Marathon Oil Corp. said May 2 that its first-quarter net income fell by 58 percent following a decline in production and natural gas prices. The company also was comparing its results with a year-ago period that included its now spun-off refining business.
The Houston oil and natural gas producer reported earnings of $417 million, or 59 cents per share, for the first three months of the year. That compares with $996 million, or $1.39 per share, in the year-ago quarter that included $541 million from Marathon‘s refining business that was spun off last June, so that Marathon Oil could focus its drilling efforts on tight U.S. plays, such as the Bakken field in North Dakota, Anadarko Woodford in Oklahoma and Eagle Ford in Texas. Revenue increased by 6.1 percent to $4.04 billion.
Excluding special items such as an impairment charge related to a reduction in some of its Gulf of Mexico reserve estimates, Marathon said it earned an adjusted 67 cents per share. That still fell below Wall Street profit expectations of 88 cents per share, though Marathon beat analyst sales forecasts of $3.37 billion, according to FactSet.
Shares of the company fell nearly 5 percent, or $1.37, to $28.82 in afternoon trading.
Marathon said that overall production available for sale declined 4.3 percent in the period to 383,000 barrels of oil equivalent per day. It sold oil between January and March for an average of $106.06 per barrel, up 10.7 percent from the same period last year.
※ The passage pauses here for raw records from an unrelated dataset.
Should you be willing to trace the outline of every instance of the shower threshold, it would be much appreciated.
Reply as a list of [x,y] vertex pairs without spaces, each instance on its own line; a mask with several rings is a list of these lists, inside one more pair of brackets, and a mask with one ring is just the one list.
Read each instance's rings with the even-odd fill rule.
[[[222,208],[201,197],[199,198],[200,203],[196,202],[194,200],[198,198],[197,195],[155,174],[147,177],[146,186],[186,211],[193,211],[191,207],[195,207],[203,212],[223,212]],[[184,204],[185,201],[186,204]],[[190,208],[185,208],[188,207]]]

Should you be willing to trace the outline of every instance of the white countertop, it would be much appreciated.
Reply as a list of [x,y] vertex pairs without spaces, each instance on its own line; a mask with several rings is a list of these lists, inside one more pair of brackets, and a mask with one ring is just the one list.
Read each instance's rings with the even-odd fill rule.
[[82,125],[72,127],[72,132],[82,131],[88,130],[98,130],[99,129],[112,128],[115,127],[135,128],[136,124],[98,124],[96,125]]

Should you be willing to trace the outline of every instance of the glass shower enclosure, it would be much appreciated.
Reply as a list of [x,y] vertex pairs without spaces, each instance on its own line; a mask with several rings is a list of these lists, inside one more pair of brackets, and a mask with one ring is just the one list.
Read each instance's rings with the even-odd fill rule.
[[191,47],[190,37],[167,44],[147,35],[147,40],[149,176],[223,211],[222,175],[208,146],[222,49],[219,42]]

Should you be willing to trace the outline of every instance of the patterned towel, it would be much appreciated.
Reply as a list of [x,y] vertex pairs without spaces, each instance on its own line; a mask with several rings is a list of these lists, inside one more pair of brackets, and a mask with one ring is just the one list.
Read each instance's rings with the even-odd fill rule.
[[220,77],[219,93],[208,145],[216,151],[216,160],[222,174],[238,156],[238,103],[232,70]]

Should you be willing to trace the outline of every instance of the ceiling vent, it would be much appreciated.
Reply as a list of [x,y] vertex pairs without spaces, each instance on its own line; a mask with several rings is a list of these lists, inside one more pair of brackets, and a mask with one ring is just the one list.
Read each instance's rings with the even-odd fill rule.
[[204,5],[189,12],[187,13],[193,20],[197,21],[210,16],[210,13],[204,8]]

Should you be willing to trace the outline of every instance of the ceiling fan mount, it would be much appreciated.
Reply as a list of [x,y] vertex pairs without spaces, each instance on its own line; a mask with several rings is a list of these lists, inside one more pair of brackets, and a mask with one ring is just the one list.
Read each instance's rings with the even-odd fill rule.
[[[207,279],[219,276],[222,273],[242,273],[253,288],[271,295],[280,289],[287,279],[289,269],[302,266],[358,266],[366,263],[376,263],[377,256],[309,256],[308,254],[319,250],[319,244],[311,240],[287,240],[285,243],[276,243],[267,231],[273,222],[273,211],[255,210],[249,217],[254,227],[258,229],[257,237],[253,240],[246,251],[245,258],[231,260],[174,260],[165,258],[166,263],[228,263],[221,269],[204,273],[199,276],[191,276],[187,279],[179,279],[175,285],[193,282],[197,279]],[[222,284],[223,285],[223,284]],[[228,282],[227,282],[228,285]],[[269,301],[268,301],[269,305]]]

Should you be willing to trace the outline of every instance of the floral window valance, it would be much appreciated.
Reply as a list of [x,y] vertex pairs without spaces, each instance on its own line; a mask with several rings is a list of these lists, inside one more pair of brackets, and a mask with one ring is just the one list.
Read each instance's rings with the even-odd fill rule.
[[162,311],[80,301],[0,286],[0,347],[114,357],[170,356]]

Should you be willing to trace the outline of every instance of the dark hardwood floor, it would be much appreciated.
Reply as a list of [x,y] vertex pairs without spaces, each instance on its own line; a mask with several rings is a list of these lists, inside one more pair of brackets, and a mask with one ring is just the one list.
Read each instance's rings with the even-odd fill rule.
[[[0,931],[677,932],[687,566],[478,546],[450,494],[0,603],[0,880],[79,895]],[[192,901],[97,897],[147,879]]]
Natural gas was sold for an average of $2.96 per 1,000 cubic feet, down 11.4 percent.
The company reported production — available for sale — of 371,000 oil-equivalent barrels per day, a modest decline from the 375,000 boe per day achieved in fourth quarter 2011.
Bakken, Eagle Ford partly offset production drop elsewhere
The decline is primarily due to the downtime associated with planned turnaround in Equatorial Guinea and unplanned interruption at the BP-operated Foinaven field in the U.K. North Sea; both were partly offset by improved production from the Eagle Ford and Bakken shale plays.
Average Bakken production increased from 22,500 boe per day in the fourth quarter to 25,500 boe per day by March 31.
This was partially offset, the company said, “by lower U.S. natural gas prices and U.S. and Canadian liquid hydrocarbon price realizations that were negatively impacted by dislocations in the crude markets creating wider differentials and lower crude realizations in the Bakken, across the Rocky Mountain region and from the Oil Sands Mining segment.”
Strong results
Marathon said it “achieved strong results from the Ajax and Hector areas with average 24-hour initial production (IP) rates of 1,500 boe per day, a 30 percent increase over previous averages for those areas, and at Myrmidon, company record 24-hour IP rates of 2,100 and 2,400 boe per day for Middle Bakken and Three Forks, respectively.”
The company has eight drilling rigs and three hydraulic fracturing crews working in the play, as compared to 18, soon to be 20, rigs operating in the Eagle Ford play.
Marathon’s “drilling pace has exceeded expectations this year with improved ‘spud-to-spud’ drilling times averaging 30 days compared to the previous 38 days planned.”
Marathon’s Bakken production averages about 95 percent crude oil. As of the end of April, the company had 14 gross operated wells awaiting completion.
Marathon holds approximately 416,000 net acres in the Bakken play in North Dakota and Montana. Its drilling and production operations started there in 2006.
At the end of December, Marathon projected net Bakken production of approximately 38,000 boe per day by 2016.